Une enquête serrée de M. Duffaud a montré que le chiffre de trois employés à la Mairie était exagéré. Il y a du travail pour une personne et demie. Renseignements pris à la Préfecture, nous sommes encore en tête dans ces dépenses. Miribel, Trévoux, Crépieux, Châtillon, qui sont des communes semblables, n'en ont que deux.

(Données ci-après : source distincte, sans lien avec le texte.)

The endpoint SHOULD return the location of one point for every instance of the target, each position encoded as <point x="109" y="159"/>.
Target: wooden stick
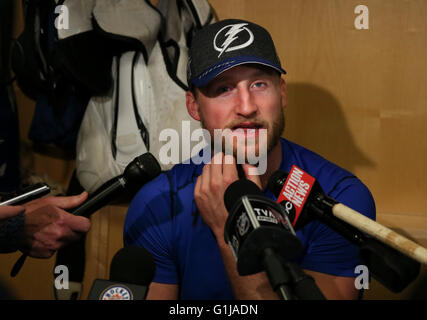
<point x="380" y="232"/>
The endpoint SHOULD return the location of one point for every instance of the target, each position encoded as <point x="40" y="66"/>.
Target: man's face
<point x="244" y="99"/>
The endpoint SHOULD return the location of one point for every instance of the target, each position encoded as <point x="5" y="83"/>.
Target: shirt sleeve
<point x="149" y="224"/>
<point x="328" y="252"/>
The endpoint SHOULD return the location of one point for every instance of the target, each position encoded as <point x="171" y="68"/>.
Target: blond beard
<point x="272" y="139"/>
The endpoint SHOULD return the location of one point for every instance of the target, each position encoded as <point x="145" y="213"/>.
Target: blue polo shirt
<point x="163" y="218"/>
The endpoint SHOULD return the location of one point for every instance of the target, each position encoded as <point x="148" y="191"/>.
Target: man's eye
<point x="259" y="84"/>
<point x="222" y="90"/>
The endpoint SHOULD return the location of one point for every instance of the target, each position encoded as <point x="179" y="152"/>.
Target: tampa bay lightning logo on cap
<point x="233" y="38"/>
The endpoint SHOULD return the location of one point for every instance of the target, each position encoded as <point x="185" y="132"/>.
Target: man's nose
<point x="246" y="105"/>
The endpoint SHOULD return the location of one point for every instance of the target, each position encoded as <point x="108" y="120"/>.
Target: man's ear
<point x="283" y="92"/>
<point x="192" y="105"/>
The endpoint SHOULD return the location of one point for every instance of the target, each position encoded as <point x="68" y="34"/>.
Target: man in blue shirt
<point x="235" y="83"/>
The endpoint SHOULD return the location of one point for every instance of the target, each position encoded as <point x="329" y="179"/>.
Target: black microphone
<point x="260" y="235"/>
<point x="304" y="201"/>
<point x="131" y="271"/>
<point x="139" y="171"/>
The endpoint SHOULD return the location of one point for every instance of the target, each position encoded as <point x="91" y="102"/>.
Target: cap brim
<point x="205" y="77"/>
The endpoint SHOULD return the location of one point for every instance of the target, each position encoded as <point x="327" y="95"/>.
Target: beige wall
<point x="357" y="97"/>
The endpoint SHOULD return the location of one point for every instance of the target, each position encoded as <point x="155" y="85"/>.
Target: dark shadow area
<point x="314" y="119"/>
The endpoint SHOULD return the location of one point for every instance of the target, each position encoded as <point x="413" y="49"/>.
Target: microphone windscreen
<point x="276" y="181"/>
<point x="132" y="265"/>
<point x="149" y="165"/>
<point x="238" y="189"/>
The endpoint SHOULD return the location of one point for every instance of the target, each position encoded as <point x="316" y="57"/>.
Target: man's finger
<point x="249" y="170"/>
<point x="76" y="223"/>
<point x="216" y="167"/>
<point x="68" y="202"/>
<point x="7" y="212"/>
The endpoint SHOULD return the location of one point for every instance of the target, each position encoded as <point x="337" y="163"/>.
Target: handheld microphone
<point x="390" y="256"/>
<point x="139" y="171"/>
<point x="132" y="270"/>
<point x="29" y="193"/>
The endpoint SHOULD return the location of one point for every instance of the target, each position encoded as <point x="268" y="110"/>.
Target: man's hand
<point x="48" y="227"/>
<point x="7" y="212"/>
<point x="210" y="188"/>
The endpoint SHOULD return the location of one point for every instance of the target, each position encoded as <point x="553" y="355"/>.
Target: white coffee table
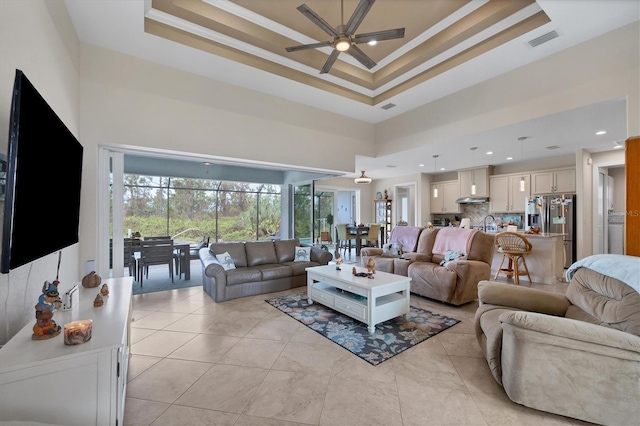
<point x="385" y="296"/>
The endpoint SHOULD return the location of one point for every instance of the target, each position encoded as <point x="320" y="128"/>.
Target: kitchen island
<point x="545" y="262"/>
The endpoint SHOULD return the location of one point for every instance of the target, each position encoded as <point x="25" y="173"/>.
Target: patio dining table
<point x="183" y="248"/>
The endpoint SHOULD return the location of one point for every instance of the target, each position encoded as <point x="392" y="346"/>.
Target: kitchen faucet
<point x="484" y="227"/>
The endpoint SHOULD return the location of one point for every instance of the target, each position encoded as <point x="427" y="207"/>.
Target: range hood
<point x="472" y="200"/>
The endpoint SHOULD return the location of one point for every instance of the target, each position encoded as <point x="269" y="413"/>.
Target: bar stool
<point x="513" y="247"/>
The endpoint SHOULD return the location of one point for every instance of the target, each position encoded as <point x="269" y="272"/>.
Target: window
<point x="223" y="210"/>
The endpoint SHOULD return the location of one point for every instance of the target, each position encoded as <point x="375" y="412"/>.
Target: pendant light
<point x="362" y="178"/>
<point x="435" y="169"/>
<point x="522" y="181"/>
<point x="473" y="175"/>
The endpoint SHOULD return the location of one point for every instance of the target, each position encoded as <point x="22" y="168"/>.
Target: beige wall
<point x="597" y="70"/>
<point x="38" y="38"/>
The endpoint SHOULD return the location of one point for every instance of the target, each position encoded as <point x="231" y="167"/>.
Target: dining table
<point x="182" y="247"/>
<point x="360" y="232"/>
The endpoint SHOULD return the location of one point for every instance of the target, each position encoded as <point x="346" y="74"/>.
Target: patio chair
<point x="155" y="252"/>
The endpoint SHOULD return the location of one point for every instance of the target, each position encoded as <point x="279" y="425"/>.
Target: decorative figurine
<point x="91" y="280"/>
<point x="49" y="300"/>
<point x="338" y="259"/>
<point x="371" y="268"/>
<point x="98" y="301"/>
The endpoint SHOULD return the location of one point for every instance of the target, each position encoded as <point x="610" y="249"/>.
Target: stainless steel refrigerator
<point x="558" y="215"/>
<point x="554" y="213"/>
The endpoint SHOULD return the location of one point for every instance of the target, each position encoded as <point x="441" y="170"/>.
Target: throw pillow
<point x="226" y="261"/>
<point x="303" y="254"/>
<point x="392" y="250"/>
<point x="452" y="256"/>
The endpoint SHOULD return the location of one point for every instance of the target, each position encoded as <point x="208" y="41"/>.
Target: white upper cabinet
<point x="505" y="195"/>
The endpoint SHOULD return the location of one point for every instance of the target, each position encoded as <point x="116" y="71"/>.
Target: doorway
<point x="405" y="204"/>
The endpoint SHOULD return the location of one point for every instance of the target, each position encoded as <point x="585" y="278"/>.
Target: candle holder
<point x="77" y="332"/>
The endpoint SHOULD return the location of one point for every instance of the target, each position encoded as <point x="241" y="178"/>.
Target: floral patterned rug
<point x="391" y="337"/>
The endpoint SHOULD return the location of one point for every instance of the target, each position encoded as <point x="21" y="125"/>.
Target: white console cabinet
<point x="49" y="382"/>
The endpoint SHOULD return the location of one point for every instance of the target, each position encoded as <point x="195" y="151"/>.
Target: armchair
<point x="577" y="355"/>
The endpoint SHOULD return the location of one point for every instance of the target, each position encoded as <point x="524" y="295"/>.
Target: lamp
<point x="435" y="169"/>
<point x="343" y="44"/>
<point x="522" y="181"/>
<point x="362" y="179"/>
<point x="473" y="175"/>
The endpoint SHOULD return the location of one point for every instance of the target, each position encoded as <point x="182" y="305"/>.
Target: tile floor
<point x="243" y="362"/>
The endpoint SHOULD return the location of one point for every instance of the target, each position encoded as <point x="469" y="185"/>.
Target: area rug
<point x="391" y="337"/>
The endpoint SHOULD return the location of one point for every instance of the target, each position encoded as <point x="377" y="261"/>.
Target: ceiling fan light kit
<point x="344" y="37"/>
<point x="362" y="179"/>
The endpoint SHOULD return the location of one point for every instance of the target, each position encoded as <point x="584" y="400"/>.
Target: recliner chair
<point x="577" y="355"/>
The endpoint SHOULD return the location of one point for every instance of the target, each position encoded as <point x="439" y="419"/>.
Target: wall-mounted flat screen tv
<point x="43" y="178"/>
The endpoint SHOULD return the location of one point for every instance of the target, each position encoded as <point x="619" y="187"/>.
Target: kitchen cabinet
<point x="46" y="381"/>
<point x="383" y="217"/>
<point x="448" y="193"/>
<point x="505" y="195"/>
<point x="478" y="175"/>
<point x="553" y="181"/>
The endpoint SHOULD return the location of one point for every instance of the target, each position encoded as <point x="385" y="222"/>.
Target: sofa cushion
<point x="303" y="254"/>
<point x="226" y="261"/>
<point x="260" y="253"/>
<point x="300" y="268"/>
<point x="285" y="249"/>
<point x="407" y="236"/>
<point x="606" y="299"/>
<point x="243" y="275"/>
<point x="236" y="250"/>
<point x="425" y="244"/>
<point x="273" y="271"/>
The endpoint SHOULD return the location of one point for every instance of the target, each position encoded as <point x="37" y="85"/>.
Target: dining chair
<point x="373" y="235"/>
<point x="343" y="238"/>
<point x="155" y="252"/>
<point x="194" y="253"/>
<point x="513" y="248"/>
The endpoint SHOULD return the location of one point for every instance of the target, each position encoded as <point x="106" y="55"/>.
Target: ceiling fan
<point x="344" y="37"/>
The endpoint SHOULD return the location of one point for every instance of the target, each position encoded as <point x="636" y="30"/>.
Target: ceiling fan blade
<point x="361" y="57"/>
<point x="316" y="19"/>
<point x="379" y="36"/>
<point x="330" y="61"/>
<point x="358" y="15"/>
<point x="308" y="46"/>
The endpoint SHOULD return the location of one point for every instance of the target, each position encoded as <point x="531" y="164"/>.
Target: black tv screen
<point x="43" y="178"/>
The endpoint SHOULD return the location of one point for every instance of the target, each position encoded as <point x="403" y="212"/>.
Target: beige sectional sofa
<point x="259" y="267"/>
<point x="575" y="354"/>
<point x="423" y="249"/>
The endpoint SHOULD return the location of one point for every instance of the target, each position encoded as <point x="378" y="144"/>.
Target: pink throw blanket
<point x="456" y="239"/>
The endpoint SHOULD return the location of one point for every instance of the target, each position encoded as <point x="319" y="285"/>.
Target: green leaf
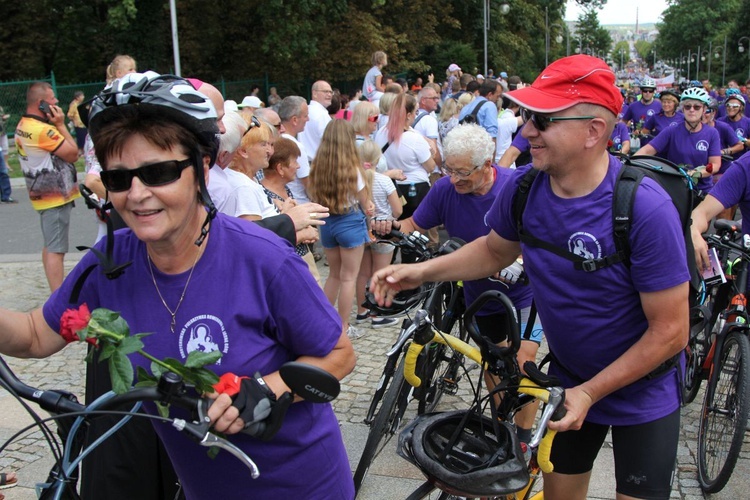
<point x="198" y="359"/>
<point x="130" y="344"/>
<point x="121" y="372"/>
<point x="145" y="379"/>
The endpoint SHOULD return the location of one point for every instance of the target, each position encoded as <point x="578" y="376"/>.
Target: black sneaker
<point x="383" y="322"/>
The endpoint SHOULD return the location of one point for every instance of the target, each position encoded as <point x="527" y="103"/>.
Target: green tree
<point x="592" y="37"/>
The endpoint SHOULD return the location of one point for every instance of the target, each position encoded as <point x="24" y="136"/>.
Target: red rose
<point x="74" y="320"/>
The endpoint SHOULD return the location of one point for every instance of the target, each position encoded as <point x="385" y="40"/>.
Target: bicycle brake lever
<point x="205" y="438"/>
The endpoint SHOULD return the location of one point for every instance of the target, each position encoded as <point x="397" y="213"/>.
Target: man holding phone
<point x="47" y="151"/>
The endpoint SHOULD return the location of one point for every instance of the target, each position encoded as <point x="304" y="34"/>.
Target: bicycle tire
<point x="695" y="355"/>
<point x="385" y="424"/>
<point x="724" y="414"/>
<point x="441" y="365"/>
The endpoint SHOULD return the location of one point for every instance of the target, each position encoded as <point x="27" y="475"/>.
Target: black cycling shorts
<point x="645" y="454"/>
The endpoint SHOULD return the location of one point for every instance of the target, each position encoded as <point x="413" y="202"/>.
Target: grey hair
<point x="290" y="107"/>
<point x="231" y="139"/>
<point x="469" y="139"/>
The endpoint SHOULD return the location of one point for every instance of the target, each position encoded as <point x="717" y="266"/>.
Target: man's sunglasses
<point x="254" y="122"/>
<point x="153" y="175"/>
<point x="541" y="122"/>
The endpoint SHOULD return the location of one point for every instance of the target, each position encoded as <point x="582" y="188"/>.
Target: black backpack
<point x="673" y="179"/>
<point x="472" y="117"/>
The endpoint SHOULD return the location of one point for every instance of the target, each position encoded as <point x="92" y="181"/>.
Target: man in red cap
<point x="611" y="326"/>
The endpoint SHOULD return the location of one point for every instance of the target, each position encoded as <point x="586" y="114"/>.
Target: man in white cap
<point x="611" y="331"/>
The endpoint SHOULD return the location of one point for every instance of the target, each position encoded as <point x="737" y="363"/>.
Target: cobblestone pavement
<point x="23" y="287"/>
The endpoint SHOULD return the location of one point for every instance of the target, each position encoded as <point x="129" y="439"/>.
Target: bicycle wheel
<point x="386" y="423"/>
<point x="724" y="414"/>
<point x="441" y="367"/>
<point x="695" y="355"/>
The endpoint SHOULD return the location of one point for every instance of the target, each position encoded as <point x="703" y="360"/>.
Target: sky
<point x="622" y="11"/>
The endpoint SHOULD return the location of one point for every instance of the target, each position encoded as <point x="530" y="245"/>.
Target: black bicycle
<point x="438" y="366"/>
<point x="721" y="353"/>
<point x="311" y="383"/>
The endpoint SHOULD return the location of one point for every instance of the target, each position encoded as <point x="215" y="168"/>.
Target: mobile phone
<point x="44" y="108"/>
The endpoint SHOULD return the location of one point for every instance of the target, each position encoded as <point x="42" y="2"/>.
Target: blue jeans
<point x="4" y="179"/>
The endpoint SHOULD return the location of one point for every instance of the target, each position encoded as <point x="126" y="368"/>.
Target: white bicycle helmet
<point x="696" y="94"/>
<point x="465" y="454"/>
<point x="648" y="83"/>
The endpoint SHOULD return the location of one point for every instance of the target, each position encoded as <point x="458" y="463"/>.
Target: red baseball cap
<point x="569" y="81"/>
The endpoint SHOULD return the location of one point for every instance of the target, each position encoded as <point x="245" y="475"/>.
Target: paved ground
<point x="23" y="287"/>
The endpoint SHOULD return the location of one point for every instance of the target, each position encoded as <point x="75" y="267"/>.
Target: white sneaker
<point x="353" y="333"/>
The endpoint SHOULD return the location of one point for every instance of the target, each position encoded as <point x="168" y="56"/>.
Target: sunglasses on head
<point x="541" y="122"/>
<point x="152" y="175"/>
<point x="695" y="107"/>
<point x="254" y="122"/>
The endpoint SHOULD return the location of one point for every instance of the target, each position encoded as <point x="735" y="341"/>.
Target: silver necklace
<point x="179" y="303"/>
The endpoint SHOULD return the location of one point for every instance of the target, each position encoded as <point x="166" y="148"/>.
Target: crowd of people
<point x="199" y="185"/>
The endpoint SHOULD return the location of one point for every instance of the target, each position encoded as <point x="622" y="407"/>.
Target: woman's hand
<point x="224" y="417"/>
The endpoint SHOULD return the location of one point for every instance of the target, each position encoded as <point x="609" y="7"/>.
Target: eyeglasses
<point x="152" y="175"/>
<point x="541" y="122"/>
<point x="254" y="122"/>
<point x="461" y="174"/>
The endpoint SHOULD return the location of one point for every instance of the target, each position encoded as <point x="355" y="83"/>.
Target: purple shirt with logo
<point x="463" y="216"/>
<point x="591" y="319"/>
<point x="252" y="298"/>
<point x="692" y="149"/>
<point x="660" y="121"/>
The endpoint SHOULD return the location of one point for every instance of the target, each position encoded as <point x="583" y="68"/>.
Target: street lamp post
<point x="741" y="48"/>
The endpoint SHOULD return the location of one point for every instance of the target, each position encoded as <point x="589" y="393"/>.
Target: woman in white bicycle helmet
<point x="693" y="145"/>
<point x="204" y="282"/>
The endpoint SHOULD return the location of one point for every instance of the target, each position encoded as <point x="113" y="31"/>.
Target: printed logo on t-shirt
<point x="585" y="245"/>
<point x="204" y="333"/>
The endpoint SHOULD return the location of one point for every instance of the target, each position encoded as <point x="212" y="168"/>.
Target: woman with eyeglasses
<point x="691" y="144"/>
<point x="408" y="151"/>
<point x="735" y="107"/>
<point x="252" y="157"/>
<point x="667" y="117"/>
<point x="193" y="271"/>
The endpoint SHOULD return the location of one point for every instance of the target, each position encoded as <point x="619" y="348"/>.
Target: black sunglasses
<point x="254" y="122"/>
<point x="541" y="122"/>
<point x="155" y="174"/>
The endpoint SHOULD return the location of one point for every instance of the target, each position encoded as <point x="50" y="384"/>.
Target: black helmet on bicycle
<point x="464" y="454"/>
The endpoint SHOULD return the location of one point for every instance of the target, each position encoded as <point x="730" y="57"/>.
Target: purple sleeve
<point x="734" y="186"/>
<point x="520" y="142"/>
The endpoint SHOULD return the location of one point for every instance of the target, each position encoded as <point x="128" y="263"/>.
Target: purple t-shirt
<point x="463" y="216"/>
<point x="239" y="301"/>
<point x="692" y="149"/>
<point x="639" y="112"/>
<point x="591" y="319"/>
<point x="734" y="188"/>
<point x="660" y="121"/>
<point x="619" y="136"/>
<point x="741" y="129"/>
<point x="728" y="139"/>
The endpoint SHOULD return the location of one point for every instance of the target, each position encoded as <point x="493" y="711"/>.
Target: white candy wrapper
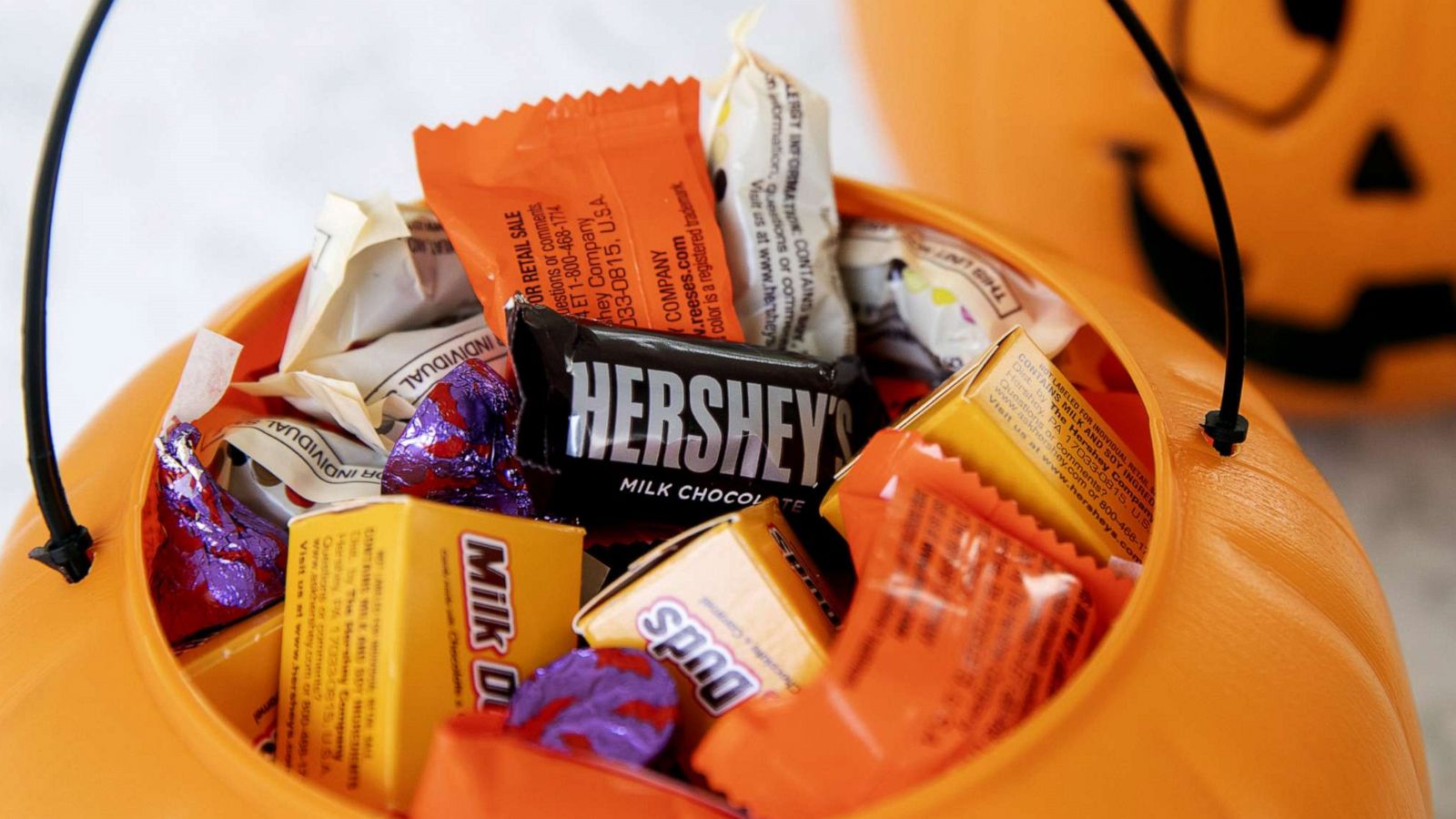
<point x="929" y="303"/>
<point x="769" y="162"/>
<point x="371" y="390"/>
<point x="283" y="467"/>
<point x="204" y="378"/>
<point x="376" y="267"/>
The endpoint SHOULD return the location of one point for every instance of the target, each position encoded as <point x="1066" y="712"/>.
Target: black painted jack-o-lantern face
<point x="1331" y="123"/>
<point x="1288" y="56"/>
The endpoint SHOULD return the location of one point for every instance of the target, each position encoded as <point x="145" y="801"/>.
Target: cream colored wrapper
<point x="284" y="455"/>
<point x="204" y="378"/>
<point x="931" y="303"/>
<point x="769" y="160"/>
<point x="371" y="390"/>
<point x="376" y="267"/>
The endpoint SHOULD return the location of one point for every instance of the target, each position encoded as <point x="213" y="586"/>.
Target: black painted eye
<point x="1321" y="19"/>
<point x="1263" y="60"/>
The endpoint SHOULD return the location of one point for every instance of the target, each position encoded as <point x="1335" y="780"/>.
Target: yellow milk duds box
<point x="733" y="606"/>
<point x="1014" y="419"/>
<point x="399" y="612"/>
<point x="237" y="671"/>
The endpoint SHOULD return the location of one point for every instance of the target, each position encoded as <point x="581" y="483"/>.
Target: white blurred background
<point x="207" y="135"/>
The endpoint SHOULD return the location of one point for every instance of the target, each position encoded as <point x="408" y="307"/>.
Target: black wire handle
<point x="69" y="548"/>
<point x="1223" y="428"/>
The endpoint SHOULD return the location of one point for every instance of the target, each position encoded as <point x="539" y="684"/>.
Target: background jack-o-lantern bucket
<point x="1254" y="671"/>
<point x="1331" y="121"/>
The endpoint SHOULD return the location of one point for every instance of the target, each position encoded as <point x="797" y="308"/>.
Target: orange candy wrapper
<point x="992" y="625"/>
<point x="895" y="457"/>
<point x="597" y="207"/>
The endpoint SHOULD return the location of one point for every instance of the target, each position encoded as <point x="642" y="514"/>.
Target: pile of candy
<point x="625" y="450"/>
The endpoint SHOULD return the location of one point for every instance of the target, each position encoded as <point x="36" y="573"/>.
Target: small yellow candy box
<point x="399" y="612"/>
<point x="237" y="671"/>
<point x="1016" y="420"/>
<point x="733" y="606"/>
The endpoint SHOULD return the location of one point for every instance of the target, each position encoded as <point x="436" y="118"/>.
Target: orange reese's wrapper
<point x="597" y="207"/>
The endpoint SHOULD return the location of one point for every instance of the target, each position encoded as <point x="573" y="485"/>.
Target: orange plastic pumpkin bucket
<point x="1254" y="669"/>
<point x="1330" y="123"/>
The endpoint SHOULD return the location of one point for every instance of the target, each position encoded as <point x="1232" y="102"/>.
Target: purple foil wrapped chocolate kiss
<point x="615" y="703"/>
<point x="218" y="560"/>
<point x="460" y="445"/>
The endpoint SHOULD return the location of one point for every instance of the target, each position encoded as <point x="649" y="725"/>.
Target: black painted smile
<point x="1421" y="309"/>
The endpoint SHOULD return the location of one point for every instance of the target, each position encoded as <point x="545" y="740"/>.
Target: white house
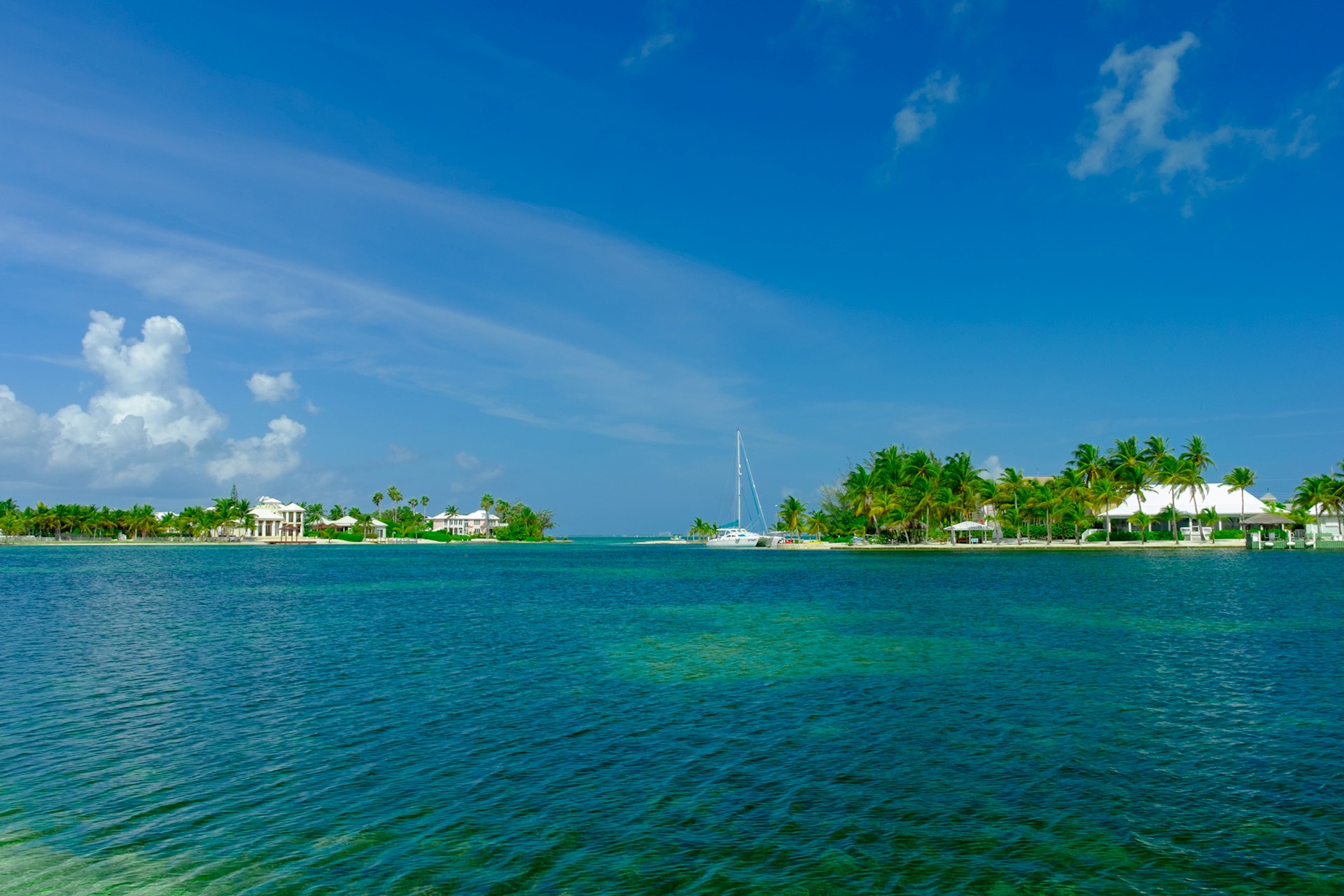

Il faudra envisager le déplacement d'une employée, bien que le nouveau code municipale prévoit la suppression d'un poste par mesure d'économie.
 

Mme Barlier, en attendant une décision, pourrait s'occuper d'un bureau d'Aide sociale.
Puis le Maire fait un dernier appel à l'union : « Je vous demande, encore une fois, de bien vouloir donner votre collaboration entière et sans hypocrisie.
« Toute collaboration forcée ou, plus gravement, toute obstruction m'entraîneraient à des actes auxquels je répugne par avance.
« Je ne suis ni un Monsieur de tribunal ou d'avocat et encore bien moins un Monsieur qui veut cultiver la haine. »

M. LEGROS : Puisque je ne peux pas vous répondre, je vous répondrai la prochaine fois.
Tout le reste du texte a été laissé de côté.